Eric Haszlakiewicz | 14 Dec 07:31 2004

Problems with a dual Dell SC1420


	I've got a Dell SC1420 that has two Intel Xeon processors.  So far
I haven't been able to get it to work using both processors.  It seems
to run ok with just a single processor.  Turning on "options MULTIPROCESSOR"
makes it not work.  The reason appears to be some variation on 
interrupts not getting through.
	After a little bit of playing around with I noticed what seems to be
an interrupt getting to the ioapic but the CPU doesn't notice:
 ioapic0: int9 f1a0<vector=a0,delmode=1,pending,actlo,irrpending,level,dest=0> 0<target=0>
                                        ^^^^^^^       ^^^^^^^^^^
int9 seems to be wired up to the ide controlled:
 allocated pic ioapic0 type level pin 18 level 6 to cpu0 slot 9 idt entry 98
 piixide1: using ioapic0 pin 18 (irq 9) for native-PCI interrupt

and I get several timeouts before the drives are detected (cd0, wd0 and wd1)
but they eventually show up.  Further access doesn't work.  Trying to
netboot off wm0 appears to run into a similar problem: I get output on the
wire but input interrupts are never received.

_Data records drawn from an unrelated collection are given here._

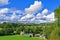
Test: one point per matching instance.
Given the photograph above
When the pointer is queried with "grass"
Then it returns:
(17, 37)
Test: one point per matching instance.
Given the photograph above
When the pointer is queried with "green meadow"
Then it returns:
(18, 37)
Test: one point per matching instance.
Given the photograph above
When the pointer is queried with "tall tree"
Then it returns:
(57, 15)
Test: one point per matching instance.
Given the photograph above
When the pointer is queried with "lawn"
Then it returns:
(17, 37)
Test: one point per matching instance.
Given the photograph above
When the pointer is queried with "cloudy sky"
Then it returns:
(28, 11)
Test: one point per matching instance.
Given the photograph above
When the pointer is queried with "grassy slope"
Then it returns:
(16, 37)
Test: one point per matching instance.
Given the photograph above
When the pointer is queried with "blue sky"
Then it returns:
(23, 9)
(22, 4)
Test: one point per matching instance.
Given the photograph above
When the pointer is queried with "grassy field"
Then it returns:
(17, 37)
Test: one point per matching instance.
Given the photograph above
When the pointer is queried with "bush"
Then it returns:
(55, 35)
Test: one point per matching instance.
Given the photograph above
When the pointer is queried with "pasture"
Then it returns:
(17, 37)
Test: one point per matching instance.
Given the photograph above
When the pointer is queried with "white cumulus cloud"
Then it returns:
(4, 2)
(34, 7)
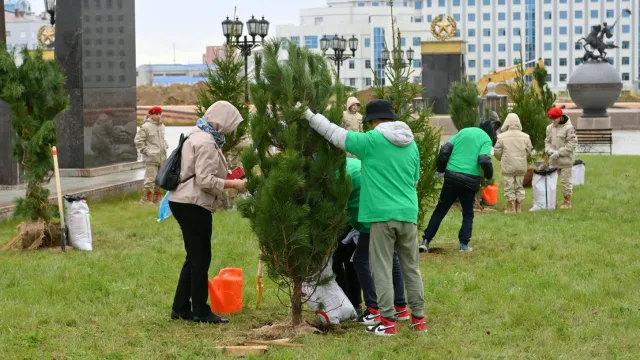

I've determined that _some_ interrupts gets through, since setting a
breakpoint on either schedcpu or hardclock drops me into ddb.  However,
hitting ctrl-alt-esc does not work.

So, before I spend too much time playing around with stuff that I don't
entirely understand, does anyone have some ideas on what's going wrong?
(and hopefully what I can do to figure out how to fix it?)

eric

(Continue reading)

Brett Lymn | 14 Dec 12:21 2004
Picon

Re: Problems with a dual Dell SC1420

On Tue, Dec 14, 2004 at 12:31:31AM -0600, Eric Haszlakiewicz wrote:
> 
> So, before I spend too much time playing around with stuff that I don't
> entirely understand, does anyone have some ideas on what's going wrong?
> (and hopefully what I can do to figure out how to fix it?)
> 

Do you have ACPI_PCI_FIXUP in your options when you built the kernel?  Try
enabling/disabling that and see if it makes a difference.

--

-- 
Brett Lymn

Thor Lancelot Simon | 14 Dec 20:18 2004

Re: Problems with a dual Dell SC1420

On Tue, Dec 14, 2004 at 12:31:31AM -0600, Eric Haszlakiewicz wrote:
> 
> 	I've got a Dell SC1420 that has two Intel Xeon processors.  So far
> I haven't been able to get it to work using both processors.  It seems
> to run ok with just a single processor.  Turning on "options MULTIPROCESSOR"
> makes it not work.  The reason appears to be some variation on 
> interrupts not getting through.

Have you tried MPACPI instead of MPBIOS?  Some Dell machines make our ACPI
code freak out -- but that is a bug that should be fixed, and in general
the ACPI code has a much greater chance of working on machines with
complicated interrupt routing and many buses, I think.  Some machines will
probably not even *have* MPBIOS in the future.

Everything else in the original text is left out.